Optimistic crash consistency

We introduce optimistic crash consistency, a new approach to crash consistency in journaling file systems. Using an array of novel techniques, we demonstrate how to build an optimistic commit protocol that correctly recovers from crashes and delivers high performance. We implement this optimistic approach within a Linux ext4 variant which we call OptFS. We introduce two new file-system primitives, osync() and dsync(), that decouple ordering of writes from their durability. We show through experiments that OptFS improves performance for many workloads, sometimes by an order of magnitude; we confirm its correctness through a series of robustness tests, showing it recovers to a consistent state after crashes. Finally, we show that osync() and dsync() are useful in atomic file system and database update scenarios, both improving performance and meeting application-level consistency demands.

A Study of Linux File System Evolution

We conduct a comprehensive study of file-system code evolution. By analyzing eight years of Linux file-system changes across 5079 patches, we derive numerous new (and sometimes surprising) insights into the file-system development process; our results should be useful for both the development of file systems themselves as well as the improvement of bug-finding tools.

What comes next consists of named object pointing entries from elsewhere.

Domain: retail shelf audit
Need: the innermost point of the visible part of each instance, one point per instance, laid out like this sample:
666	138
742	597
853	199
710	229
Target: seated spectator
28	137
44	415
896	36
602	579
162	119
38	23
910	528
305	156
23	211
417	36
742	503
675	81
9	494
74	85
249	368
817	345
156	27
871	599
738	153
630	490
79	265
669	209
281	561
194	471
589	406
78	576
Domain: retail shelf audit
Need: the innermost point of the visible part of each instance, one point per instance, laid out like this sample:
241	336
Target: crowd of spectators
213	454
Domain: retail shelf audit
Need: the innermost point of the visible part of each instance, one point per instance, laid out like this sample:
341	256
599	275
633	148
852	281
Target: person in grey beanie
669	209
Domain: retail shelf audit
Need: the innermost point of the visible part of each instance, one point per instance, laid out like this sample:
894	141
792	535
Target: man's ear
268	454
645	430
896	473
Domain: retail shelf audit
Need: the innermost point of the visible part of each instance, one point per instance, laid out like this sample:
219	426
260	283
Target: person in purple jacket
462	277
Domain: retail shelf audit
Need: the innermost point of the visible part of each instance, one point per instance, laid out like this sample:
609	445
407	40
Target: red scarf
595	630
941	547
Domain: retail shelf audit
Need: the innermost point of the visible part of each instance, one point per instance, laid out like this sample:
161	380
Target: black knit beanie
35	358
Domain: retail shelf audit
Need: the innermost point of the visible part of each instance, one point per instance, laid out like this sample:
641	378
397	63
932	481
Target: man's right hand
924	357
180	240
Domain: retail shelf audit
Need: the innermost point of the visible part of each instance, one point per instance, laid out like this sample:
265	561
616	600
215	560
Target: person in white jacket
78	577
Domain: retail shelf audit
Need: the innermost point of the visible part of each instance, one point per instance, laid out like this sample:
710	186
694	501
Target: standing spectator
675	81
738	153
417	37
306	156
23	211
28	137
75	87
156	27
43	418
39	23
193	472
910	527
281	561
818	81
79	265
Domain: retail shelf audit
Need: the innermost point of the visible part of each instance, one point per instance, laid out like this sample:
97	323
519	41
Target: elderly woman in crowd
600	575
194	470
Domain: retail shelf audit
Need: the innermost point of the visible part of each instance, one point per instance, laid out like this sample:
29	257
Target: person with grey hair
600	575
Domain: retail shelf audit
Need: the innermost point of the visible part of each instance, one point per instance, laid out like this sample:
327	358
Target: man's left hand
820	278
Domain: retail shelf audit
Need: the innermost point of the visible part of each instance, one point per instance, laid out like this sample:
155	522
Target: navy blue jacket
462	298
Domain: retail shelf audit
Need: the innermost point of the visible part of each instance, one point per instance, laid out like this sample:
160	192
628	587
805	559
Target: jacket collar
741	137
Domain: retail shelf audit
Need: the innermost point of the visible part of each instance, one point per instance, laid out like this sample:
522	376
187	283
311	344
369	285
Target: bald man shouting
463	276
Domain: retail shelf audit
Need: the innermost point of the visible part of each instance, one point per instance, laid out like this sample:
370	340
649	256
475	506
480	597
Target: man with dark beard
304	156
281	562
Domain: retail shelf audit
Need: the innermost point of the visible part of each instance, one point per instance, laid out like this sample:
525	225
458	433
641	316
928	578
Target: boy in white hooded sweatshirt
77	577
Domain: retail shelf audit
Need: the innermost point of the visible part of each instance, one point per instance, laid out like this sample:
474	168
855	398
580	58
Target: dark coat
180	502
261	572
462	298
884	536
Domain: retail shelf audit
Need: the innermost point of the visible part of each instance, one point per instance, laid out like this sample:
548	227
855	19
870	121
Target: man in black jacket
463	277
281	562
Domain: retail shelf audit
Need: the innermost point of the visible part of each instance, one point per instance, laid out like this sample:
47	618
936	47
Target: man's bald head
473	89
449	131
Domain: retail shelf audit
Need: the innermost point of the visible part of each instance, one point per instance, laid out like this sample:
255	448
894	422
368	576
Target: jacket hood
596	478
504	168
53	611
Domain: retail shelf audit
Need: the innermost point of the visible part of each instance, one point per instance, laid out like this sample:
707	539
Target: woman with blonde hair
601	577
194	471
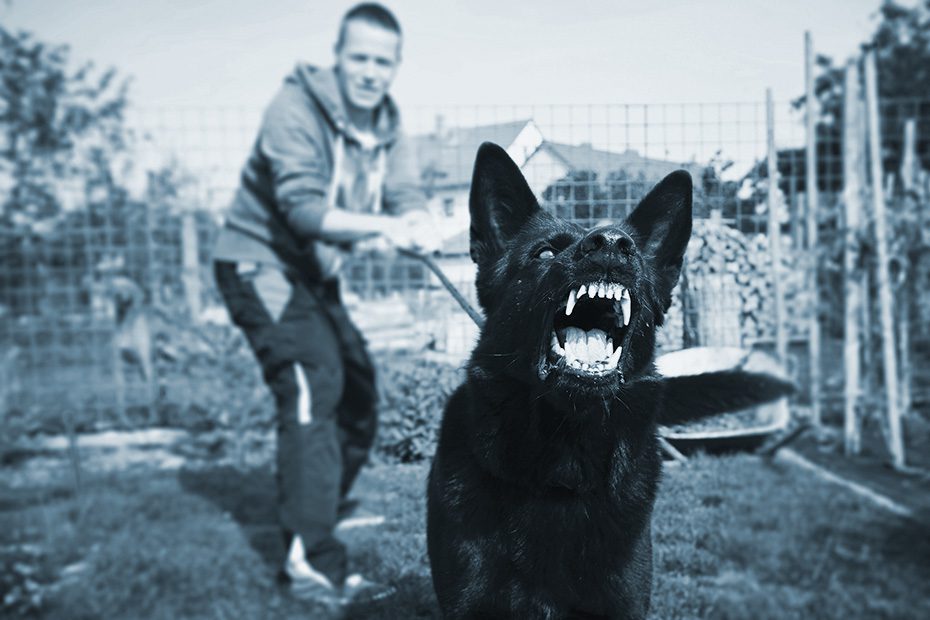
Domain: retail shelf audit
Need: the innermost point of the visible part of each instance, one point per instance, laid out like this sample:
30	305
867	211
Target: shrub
413	392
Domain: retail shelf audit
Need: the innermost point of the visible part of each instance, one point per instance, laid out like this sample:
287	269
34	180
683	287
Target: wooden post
190	257
852	201
774	228
889	352
811	188
906	287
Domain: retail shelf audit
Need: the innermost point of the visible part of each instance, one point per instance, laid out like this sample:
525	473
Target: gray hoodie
307	159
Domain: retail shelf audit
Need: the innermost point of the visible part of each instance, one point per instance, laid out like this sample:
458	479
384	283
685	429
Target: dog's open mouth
589	332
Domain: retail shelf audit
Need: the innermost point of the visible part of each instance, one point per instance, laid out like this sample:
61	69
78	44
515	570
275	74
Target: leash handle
431	264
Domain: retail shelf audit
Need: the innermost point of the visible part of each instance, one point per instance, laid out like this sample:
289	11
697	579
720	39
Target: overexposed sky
235	52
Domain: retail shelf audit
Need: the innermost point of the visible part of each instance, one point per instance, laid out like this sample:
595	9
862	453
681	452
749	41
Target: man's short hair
372	13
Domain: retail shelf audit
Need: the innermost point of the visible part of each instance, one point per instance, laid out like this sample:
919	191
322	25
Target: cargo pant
315	362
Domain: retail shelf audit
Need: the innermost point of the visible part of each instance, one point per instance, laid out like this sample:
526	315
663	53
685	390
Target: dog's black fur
541	491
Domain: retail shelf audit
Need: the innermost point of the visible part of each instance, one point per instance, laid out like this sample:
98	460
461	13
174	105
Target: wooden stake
906	288
774	228
889	352
852	201
813	342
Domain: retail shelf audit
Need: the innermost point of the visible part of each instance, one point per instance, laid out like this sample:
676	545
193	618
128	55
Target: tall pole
889	353
811	193
774	230
852	282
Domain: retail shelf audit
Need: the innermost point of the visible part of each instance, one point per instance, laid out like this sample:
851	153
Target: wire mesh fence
105	298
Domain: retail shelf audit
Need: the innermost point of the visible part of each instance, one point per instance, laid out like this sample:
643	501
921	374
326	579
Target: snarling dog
541	491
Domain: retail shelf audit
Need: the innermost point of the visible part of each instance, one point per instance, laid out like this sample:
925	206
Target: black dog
541	492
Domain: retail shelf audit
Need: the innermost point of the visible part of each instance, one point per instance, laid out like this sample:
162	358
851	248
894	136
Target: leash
432	266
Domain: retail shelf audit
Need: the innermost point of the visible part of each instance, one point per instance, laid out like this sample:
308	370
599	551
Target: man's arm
402	187
291	141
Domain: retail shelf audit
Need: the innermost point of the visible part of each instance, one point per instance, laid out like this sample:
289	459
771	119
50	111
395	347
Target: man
328	171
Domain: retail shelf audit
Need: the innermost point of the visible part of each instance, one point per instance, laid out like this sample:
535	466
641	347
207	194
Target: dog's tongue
588	347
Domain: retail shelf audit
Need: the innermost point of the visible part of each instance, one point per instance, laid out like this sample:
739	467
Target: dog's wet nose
606	241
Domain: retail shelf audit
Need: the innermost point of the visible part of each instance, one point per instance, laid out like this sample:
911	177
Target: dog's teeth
572	300
615	358
626	304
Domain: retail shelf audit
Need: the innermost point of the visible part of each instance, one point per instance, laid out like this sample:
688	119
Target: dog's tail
706	381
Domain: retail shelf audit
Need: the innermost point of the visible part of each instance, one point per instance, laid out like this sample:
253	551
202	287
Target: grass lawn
734	538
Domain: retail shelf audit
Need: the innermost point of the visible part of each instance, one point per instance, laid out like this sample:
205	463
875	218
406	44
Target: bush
413	394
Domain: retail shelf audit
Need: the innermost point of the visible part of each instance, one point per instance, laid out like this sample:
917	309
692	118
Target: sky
235	52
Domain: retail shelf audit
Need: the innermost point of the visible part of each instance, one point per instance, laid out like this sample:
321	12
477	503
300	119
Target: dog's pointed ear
500	202
661	224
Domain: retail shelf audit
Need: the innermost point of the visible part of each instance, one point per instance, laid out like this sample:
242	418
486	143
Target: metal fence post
811	194
852	282
896	444
774	234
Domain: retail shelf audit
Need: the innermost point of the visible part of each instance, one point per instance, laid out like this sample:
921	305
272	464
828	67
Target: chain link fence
106	305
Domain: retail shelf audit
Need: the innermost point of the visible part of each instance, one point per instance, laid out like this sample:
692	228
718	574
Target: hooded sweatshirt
307	159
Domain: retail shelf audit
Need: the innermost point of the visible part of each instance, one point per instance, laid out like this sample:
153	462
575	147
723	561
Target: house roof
585	157
450	154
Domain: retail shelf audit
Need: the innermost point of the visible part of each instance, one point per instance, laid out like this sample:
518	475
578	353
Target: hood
322	87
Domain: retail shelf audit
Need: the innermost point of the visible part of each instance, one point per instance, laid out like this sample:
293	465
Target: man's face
367	62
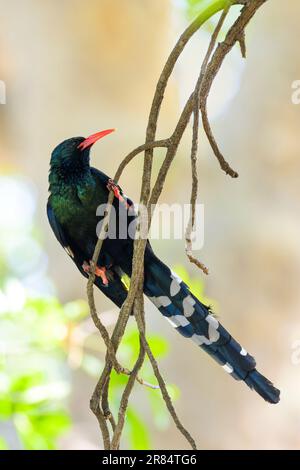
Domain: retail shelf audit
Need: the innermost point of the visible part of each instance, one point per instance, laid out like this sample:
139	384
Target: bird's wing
116	289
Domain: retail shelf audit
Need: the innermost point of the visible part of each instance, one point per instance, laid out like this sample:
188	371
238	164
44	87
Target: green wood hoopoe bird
76	192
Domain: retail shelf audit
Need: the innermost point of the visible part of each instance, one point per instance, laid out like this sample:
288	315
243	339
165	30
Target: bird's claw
100	271
112	186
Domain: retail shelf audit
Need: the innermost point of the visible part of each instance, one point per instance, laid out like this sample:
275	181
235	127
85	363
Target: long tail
194	320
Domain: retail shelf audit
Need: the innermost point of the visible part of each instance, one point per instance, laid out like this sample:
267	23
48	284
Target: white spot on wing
69	251
178	320
213	333
228	368
200	339
175	284
162	301
188	306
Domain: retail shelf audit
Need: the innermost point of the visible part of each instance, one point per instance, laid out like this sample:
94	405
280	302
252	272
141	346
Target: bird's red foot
100	271
112	186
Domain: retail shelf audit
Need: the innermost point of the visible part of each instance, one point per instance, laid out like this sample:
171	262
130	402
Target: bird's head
73	154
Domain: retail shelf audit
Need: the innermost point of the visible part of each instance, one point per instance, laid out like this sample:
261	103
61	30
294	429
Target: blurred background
73	68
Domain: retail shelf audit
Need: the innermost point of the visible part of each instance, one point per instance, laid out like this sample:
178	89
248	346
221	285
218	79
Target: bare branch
134	301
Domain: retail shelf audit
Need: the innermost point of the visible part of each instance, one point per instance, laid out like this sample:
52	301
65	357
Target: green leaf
3	444
158	345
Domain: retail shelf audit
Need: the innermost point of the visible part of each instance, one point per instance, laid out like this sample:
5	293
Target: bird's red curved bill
89	141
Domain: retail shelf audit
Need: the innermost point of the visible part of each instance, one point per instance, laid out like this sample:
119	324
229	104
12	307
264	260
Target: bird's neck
64	179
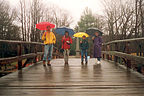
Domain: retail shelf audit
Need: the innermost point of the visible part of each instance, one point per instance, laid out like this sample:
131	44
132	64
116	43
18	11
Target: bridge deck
74	80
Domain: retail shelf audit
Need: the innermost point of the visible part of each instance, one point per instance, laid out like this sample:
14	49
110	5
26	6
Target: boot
86	62
66	62
82	62
48	63
44	64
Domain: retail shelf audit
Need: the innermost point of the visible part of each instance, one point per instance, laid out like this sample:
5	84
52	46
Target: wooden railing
17	51
129	52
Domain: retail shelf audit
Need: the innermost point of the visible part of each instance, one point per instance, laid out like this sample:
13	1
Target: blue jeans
83	53
48	50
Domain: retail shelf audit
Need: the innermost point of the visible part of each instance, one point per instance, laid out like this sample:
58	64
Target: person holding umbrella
66	41
84	45
49	39
97	41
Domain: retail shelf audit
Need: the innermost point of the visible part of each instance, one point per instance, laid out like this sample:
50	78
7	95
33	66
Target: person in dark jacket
97	47
84	45
66	42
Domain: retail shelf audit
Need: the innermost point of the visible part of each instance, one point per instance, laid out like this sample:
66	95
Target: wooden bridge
120	73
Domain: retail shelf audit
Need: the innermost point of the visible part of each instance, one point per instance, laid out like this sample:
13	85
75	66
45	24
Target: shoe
98	62
48	63
82	62
66	63
44	64
86	62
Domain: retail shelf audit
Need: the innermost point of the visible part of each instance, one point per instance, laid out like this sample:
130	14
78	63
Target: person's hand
93	38
68	41
45	33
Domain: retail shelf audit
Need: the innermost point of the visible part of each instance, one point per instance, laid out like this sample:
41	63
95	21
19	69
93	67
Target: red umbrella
43	25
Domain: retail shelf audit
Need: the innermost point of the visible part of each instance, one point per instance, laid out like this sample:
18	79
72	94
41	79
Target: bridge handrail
20	56
128	51
126	40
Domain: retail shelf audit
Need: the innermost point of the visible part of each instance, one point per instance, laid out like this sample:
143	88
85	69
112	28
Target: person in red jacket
66	42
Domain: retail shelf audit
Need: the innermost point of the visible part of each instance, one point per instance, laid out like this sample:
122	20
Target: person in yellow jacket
49	39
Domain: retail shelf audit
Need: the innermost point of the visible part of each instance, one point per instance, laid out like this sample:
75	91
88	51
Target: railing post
35	51
128	52
116	49
108	49
19	53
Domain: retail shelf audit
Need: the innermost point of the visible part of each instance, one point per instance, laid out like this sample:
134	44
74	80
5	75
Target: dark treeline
122	19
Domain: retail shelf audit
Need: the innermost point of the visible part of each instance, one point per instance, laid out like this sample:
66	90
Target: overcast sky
75	7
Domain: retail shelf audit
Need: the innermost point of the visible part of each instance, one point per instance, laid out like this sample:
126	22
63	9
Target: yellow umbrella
81	34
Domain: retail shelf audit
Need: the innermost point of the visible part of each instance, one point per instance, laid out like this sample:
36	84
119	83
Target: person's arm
93	38
54	38
100	41
87	45
44	36
63	40
70	40
80	44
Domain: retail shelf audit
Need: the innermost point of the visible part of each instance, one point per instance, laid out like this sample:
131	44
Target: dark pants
83	53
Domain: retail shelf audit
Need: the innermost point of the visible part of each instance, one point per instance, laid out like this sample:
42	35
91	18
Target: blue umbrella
62	30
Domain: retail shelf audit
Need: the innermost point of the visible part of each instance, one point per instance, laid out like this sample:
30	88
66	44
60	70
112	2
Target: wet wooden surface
106	79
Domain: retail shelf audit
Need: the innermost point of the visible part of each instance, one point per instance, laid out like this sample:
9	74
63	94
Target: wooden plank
125	40
13	59
125	55
20	42
74	80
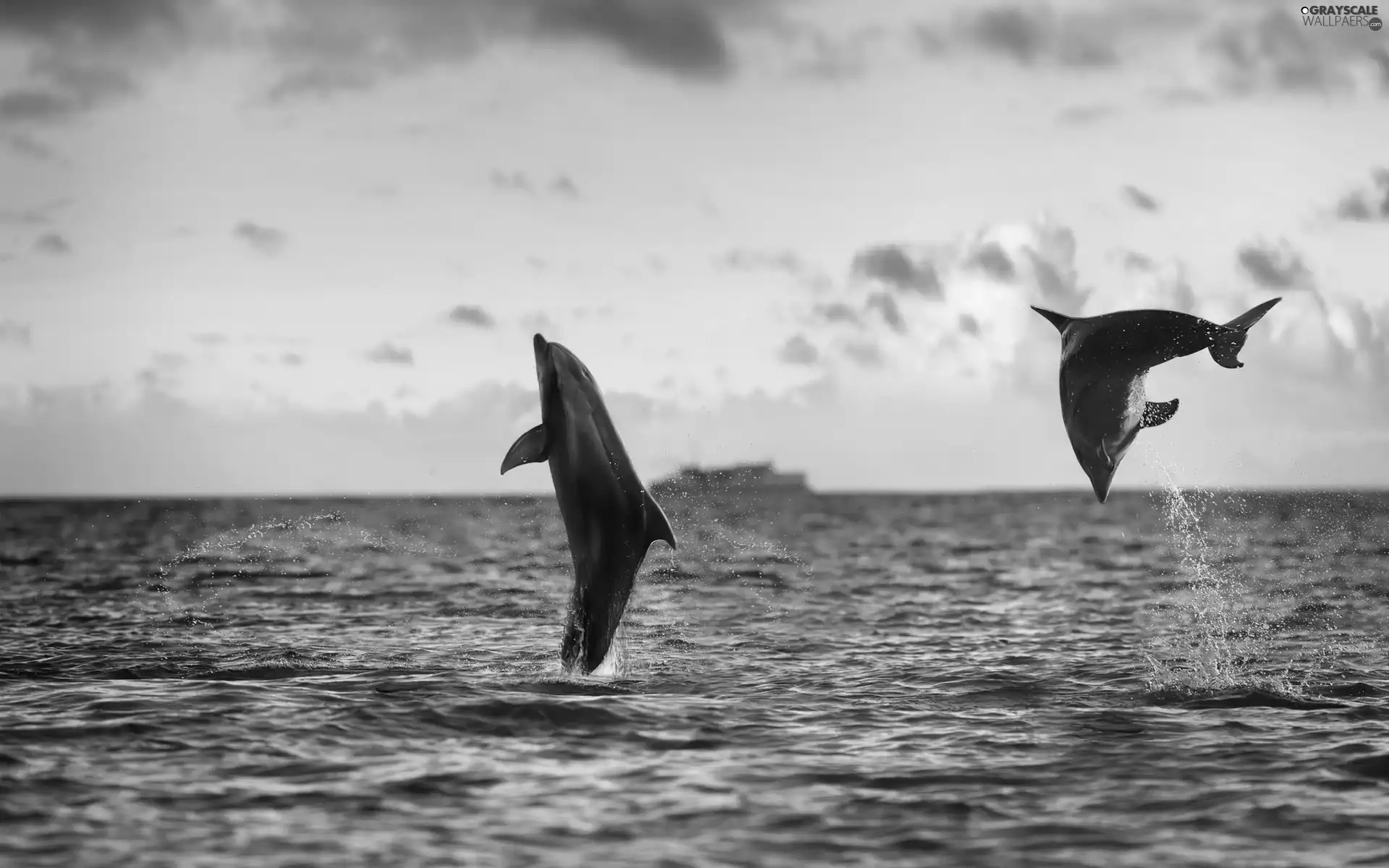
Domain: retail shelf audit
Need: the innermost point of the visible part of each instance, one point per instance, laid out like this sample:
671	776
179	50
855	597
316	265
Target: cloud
1082	116
798	350
564	188
866	353
388	353
992	260
1139	199
836	312
1273	51
81	54
892	265
886	307
1367	205
471	314
263	239
35	216
678	36
514	181
785	261
331	46
52	243
1041	36
974	327
161	374
1273	267
16	333
510	181
833	57
1146	284
30	148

Fail-stutter fault tolerance

Traditional fault models present system designers with two extremes: the Byzantine fault model, which is general and therefore difficult to apply, and the fail-stop fault model, which is easier to employ but does not accurately capture modern device behavior To address this gap, we introduce the concept of fail-stutter fault tolerance, a realistic and yet tractable fault model that accounts for both absolute failure and a new range of performance failures common in modern components. Systems built under the fail-stutter model will likely perform well, be highly reliable and available, and be easier to manage when deployed.